Movie review
March 4, 2016 · 99 min · PG-13
Woke Score
Lower is better
Review
Werner Herzog made this 2016 documentary about the internet. It starts with the first connections at UCLA and looks at how the technology grew, what it enables, and the problems it creates. Chapters cover early days, benefits, a family hurt by online trolls spreading private photos of their dead daughter, people living without the internet, solar flare risks, AI and robots, Elon Musk on Mars travel, and big questions like whether the internet can dream of itself. The film stays focused on technology's effects on human life and asks philosophical questions without any visible modern identity or activist messaging.
Breakdown
These are the editorial factors and ratings behind our score for Lo and Behold: Reveries of the Connected World.
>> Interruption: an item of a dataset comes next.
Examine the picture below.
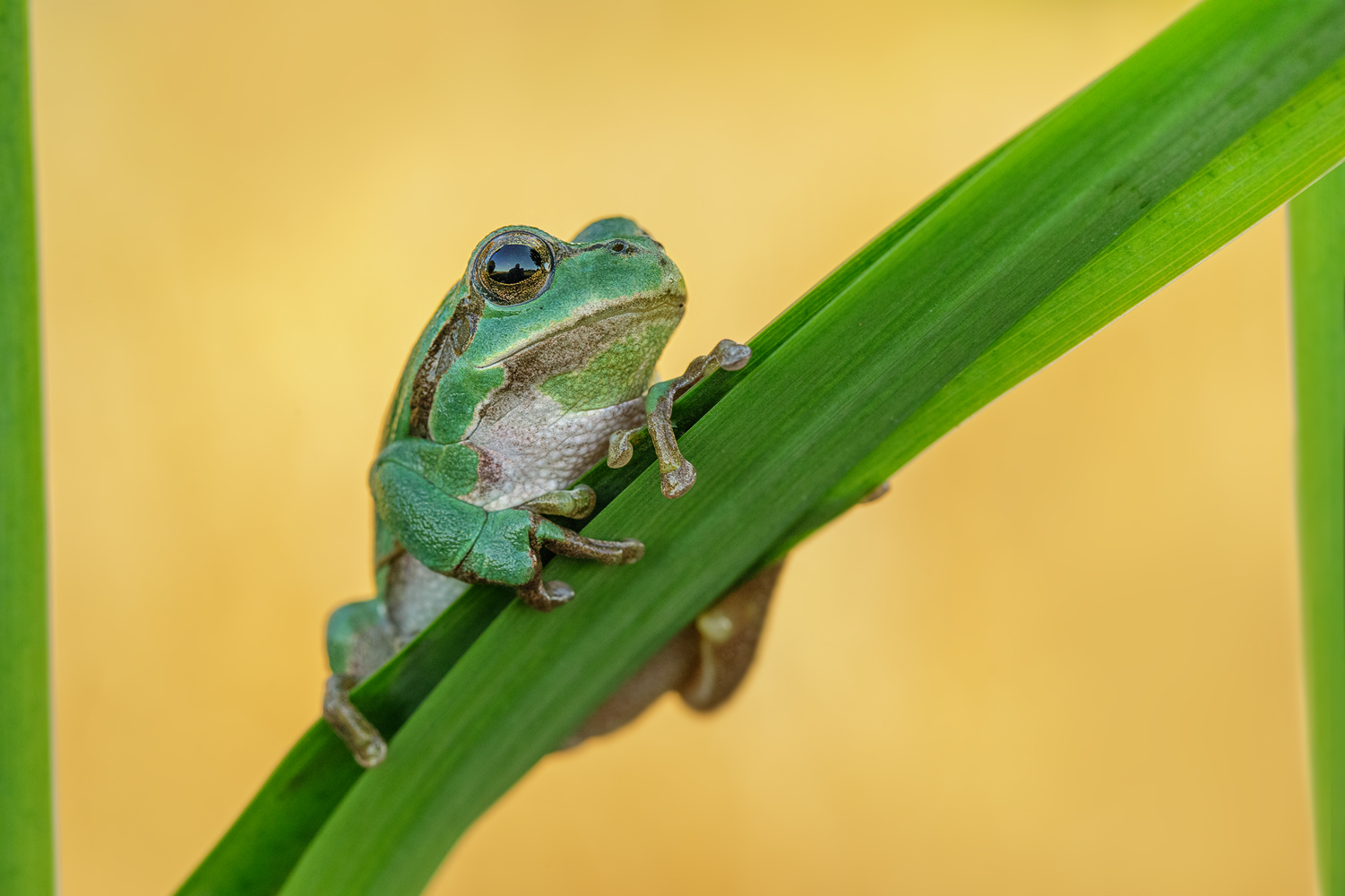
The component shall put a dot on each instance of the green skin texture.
(595, 334)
Woke representation / casting
The documentary interviews technology pioneers, experts, hackers, futurists, and ordinary people affected by the internet based on their direct knowledge or experiences, with no visible patterns of identity signaling, diversity quotas, or emphasis on representation in prominent segments.
Woke political dialogue
No activist language, identity-based arguments, or social-justice framing appears in the interviews or narration; discussions stay on technology history, practical risks, AI ethics, and human vulnerability.
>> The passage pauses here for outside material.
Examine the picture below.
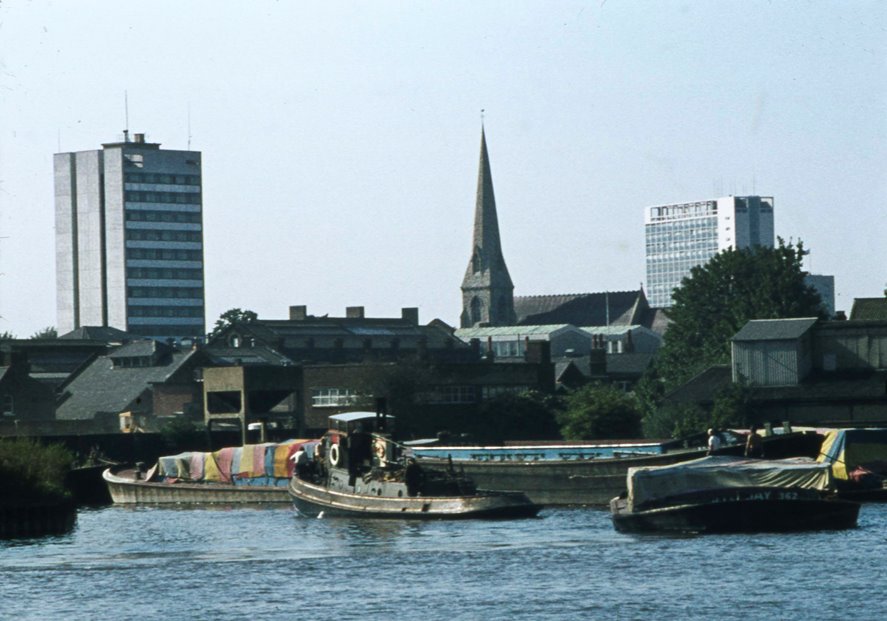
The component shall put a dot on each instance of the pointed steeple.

Identity-driven story themes
The core story follows the internet's development and its wide effects on connection, grief, addiction, and the future of machines, centered on universal human and existential questions rather than race, gender, sexuality, or identity-driven plots.
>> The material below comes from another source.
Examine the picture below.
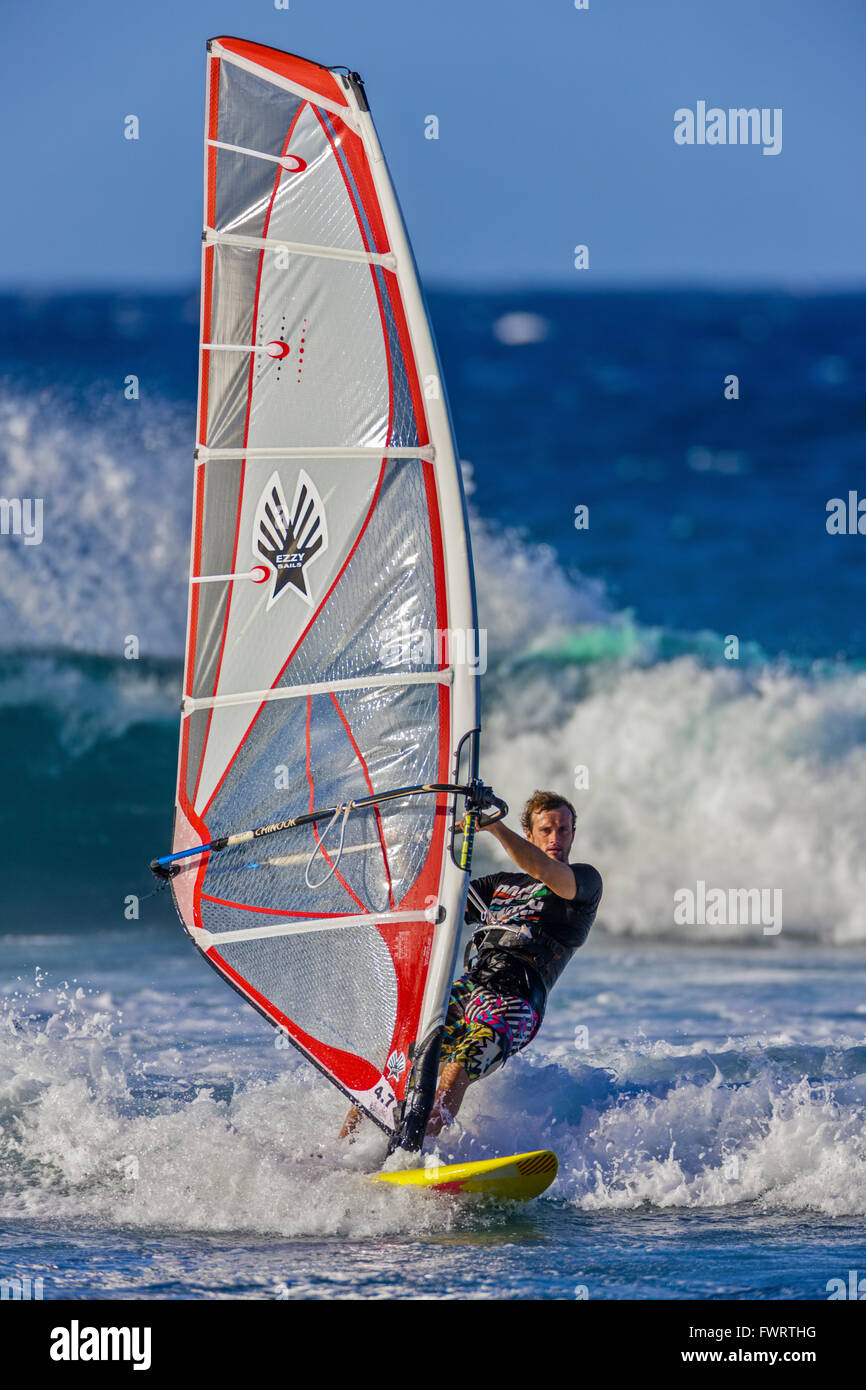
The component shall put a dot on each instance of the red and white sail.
(330, 562)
Western institutional / cultural critique
The film notes downsides like anonymous online cruelty, surveillance risks, and over-dependence on connected systems in a philosophical, cautionary style similar to a Frankenstein tale, but it does not apply modern activist framing around patriarchy, whiteness, systemic oppression, or anti-Western cultural critiques.
Woke character or canon changes
Not relevant
Anti-woke backlash and complaints
No notable anti-woke or right-leaning complaints exist that accuse the film of pushing woke, DEI, or identity politics messaging; public and critical response remained focused on its tech themes and Herzog's style.
Creator track record context
Werner Herzog's work centers on artistic and philosophical inquiry into human themes without political or identity advocacy patterns, matching his low cached score; producers show no activist history.